I agree that this unnecessarily complicates our data model. There’s no particular advantage to this invariant, besides removing the need to check the dimensions of variables used for indexing lookups. I’m sure there are some cases internally where we currently rely on this assumption, but it should be relatively easy to relax.

It seems like this relaxation is compatible with the refactoring of indexes.

@benbovy will the explicit indexes refactor fix this case?

This is mentioned elsewhere (can’t find the issue right now) and may be out of scope for this issue but I’m going to say it anyway: opening a NetCDF file with groups was not as easy as I wanted it to be when first starting out with xarray.

@djhoese For anything to do with opening netCDF files with groups see #4118 and the linked issues from there.

If people have example of other weird cases involving groups (like groups within themselves or anything like that) then I would be interested to have those files to test with!

@rabernat While I agree that they’re (somewhat) confusing files, I think you’re missing two things:

  1. netCDF doesn’t enforce naming on dimensions and variables. Full stop. The only naming netCDF will care about is any conflict with an internal reserved name (I’m not sure that those even exist for anything besides attributes.) IMO that’s a good thing, but more importantly it’s not the netCDF library’s job to enforce any of it.

  2. CF is an attribute convention. This also means that the conventions say absolutely nothing about naming of variables and dimensions.

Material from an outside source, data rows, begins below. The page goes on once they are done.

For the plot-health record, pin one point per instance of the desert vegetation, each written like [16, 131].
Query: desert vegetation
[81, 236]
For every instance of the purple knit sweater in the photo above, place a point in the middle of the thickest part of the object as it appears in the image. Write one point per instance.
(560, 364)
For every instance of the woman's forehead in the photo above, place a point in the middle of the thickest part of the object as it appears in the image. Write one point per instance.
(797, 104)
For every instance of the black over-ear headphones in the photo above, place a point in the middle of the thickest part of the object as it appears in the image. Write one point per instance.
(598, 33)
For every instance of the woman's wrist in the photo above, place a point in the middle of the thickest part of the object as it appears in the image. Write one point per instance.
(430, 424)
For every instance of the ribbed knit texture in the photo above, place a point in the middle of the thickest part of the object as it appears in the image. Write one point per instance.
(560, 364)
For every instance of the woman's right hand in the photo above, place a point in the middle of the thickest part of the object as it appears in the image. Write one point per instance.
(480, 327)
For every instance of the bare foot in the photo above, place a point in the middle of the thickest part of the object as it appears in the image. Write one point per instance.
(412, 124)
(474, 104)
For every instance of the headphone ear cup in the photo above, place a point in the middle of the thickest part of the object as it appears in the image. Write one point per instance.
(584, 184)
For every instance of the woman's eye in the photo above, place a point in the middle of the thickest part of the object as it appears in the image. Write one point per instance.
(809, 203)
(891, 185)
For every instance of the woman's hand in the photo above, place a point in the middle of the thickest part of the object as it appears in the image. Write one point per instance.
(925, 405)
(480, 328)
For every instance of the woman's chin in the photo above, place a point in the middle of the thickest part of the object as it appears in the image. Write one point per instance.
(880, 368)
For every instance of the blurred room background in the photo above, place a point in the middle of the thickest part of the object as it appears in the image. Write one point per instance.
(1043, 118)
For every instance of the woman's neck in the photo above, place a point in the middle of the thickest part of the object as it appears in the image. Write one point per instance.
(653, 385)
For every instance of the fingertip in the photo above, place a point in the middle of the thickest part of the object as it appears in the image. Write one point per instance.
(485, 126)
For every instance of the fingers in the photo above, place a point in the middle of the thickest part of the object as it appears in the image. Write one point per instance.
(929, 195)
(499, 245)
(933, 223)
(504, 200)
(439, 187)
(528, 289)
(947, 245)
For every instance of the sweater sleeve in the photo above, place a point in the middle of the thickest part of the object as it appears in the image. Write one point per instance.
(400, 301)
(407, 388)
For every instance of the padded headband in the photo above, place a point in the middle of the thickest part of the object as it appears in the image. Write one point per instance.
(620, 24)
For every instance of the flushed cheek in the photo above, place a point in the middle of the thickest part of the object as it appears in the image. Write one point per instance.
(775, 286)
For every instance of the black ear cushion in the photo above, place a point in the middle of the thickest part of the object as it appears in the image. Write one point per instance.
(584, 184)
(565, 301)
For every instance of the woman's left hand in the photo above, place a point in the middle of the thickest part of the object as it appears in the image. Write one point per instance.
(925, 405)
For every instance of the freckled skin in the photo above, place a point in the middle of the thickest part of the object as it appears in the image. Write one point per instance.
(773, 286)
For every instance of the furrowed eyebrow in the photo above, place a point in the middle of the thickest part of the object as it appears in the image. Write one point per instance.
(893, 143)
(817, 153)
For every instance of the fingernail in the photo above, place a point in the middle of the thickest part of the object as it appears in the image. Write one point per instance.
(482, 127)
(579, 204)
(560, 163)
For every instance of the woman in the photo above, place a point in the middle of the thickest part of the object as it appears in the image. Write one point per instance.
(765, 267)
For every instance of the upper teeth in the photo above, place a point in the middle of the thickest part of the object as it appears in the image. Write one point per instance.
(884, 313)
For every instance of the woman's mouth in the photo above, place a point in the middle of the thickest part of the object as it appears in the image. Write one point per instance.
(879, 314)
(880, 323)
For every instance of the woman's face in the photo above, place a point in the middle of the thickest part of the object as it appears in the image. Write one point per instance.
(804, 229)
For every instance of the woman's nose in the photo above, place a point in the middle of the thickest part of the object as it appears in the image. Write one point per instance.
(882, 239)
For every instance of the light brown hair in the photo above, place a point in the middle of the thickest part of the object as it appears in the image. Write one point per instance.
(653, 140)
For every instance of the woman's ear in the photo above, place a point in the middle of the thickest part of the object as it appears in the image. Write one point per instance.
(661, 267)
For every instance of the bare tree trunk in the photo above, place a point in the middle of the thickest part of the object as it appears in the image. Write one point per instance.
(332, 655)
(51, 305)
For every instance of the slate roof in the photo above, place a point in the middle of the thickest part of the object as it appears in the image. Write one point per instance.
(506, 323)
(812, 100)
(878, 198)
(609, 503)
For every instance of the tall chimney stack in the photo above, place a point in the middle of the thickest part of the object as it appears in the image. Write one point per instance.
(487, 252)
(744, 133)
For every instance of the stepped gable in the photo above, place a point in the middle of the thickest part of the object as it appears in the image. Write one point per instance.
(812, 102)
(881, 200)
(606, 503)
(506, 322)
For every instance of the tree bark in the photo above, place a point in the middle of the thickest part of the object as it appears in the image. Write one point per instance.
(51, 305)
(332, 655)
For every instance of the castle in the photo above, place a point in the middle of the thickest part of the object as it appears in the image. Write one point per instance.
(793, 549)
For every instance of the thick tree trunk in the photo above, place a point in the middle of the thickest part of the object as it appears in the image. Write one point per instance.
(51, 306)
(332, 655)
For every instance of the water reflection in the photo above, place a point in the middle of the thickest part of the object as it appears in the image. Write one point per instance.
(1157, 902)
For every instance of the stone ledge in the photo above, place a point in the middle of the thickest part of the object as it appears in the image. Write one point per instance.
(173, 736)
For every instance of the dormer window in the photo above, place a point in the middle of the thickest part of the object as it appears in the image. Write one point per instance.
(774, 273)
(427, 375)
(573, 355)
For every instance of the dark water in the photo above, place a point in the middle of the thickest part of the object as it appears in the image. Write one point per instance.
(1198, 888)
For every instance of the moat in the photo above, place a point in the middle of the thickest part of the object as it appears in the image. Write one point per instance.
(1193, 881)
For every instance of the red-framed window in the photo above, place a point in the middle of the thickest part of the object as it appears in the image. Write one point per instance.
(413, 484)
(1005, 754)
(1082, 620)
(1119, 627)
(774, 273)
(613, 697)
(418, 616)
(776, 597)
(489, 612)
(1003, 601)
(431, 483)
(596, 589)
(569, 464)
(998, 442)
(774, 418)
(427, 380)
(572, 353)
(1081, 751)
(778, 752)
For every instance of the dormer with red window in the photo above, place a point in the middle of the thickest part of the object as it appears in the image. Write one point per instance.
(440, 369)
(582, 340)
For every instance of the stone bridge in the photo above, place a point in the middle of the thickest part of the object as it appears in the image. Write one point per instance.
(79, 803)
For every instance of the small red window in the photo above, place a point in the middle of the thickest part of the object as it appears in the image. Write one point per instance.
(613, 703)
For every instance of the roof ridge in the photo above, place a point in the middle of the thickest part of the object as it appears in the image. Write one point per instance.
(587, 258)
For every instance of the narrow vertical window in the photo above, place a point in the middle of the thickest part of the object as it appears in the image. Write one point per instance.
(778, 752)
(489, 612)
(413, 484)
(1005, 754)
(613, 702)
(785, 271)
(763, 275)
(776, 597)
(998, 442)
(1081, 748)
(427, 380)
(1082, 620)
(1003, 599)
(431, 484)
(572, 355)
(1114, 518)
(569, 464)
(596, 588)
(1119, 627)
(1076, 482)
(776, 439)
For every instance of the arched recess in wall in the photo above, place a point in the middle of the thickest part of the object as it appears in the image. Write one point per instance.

IMO, xarray is being overly pedantic here. XArray states that it adopts the Common Data Model (CDM); netCDF-java and the CDM were the tools used to generate the failing examples above.

I found this problem too long ago (see #457). Back then the workaround we implemented is to exclude the offending variable (“siglay” or “isobaric” in the examples above) with the “drop_variables” optional argument. Of course this is not great if you want to actually use the values in the variable you are dropping.

I personally don’t like the notion of a “two dimensional coordinate”, I find it confusing. However this kind of netCDFs are common, so fully supporting them in xarray would be nice. But I don’t know how. Maybe just renaming the variable instead of dropping it with a “rename_variables”? This is the only thing that comes to my mind.

@TomNicholas yes with the explicit index refactor we should be able to relax the 1D coordinate / dimension matching name constraint in the Xarray data model.

I’m sure there are some cases internally where we currently rely on this assumption, but it should be relatively easy to relax.

I also initially thought it would be easy to relax, but I’m not so sure anymore. I don’t think it is a hard task, but it might still require some fair amount of work. I’ve already refactored a bunch of such internal cases in #5692, but there’s a good chance that some (not sure how many) cases will still need a fix.

Perhaps part of the confusion is simply that y has different meanings in different contexts. When used as a dimension (e.g. to “define the array shape of a Variable” in CDM terms), it is indeed 1D. When used as a variable (or “CoordinateAxis”), it is 2D. XArray doesn’t have a separate namespace for dimensions and variables.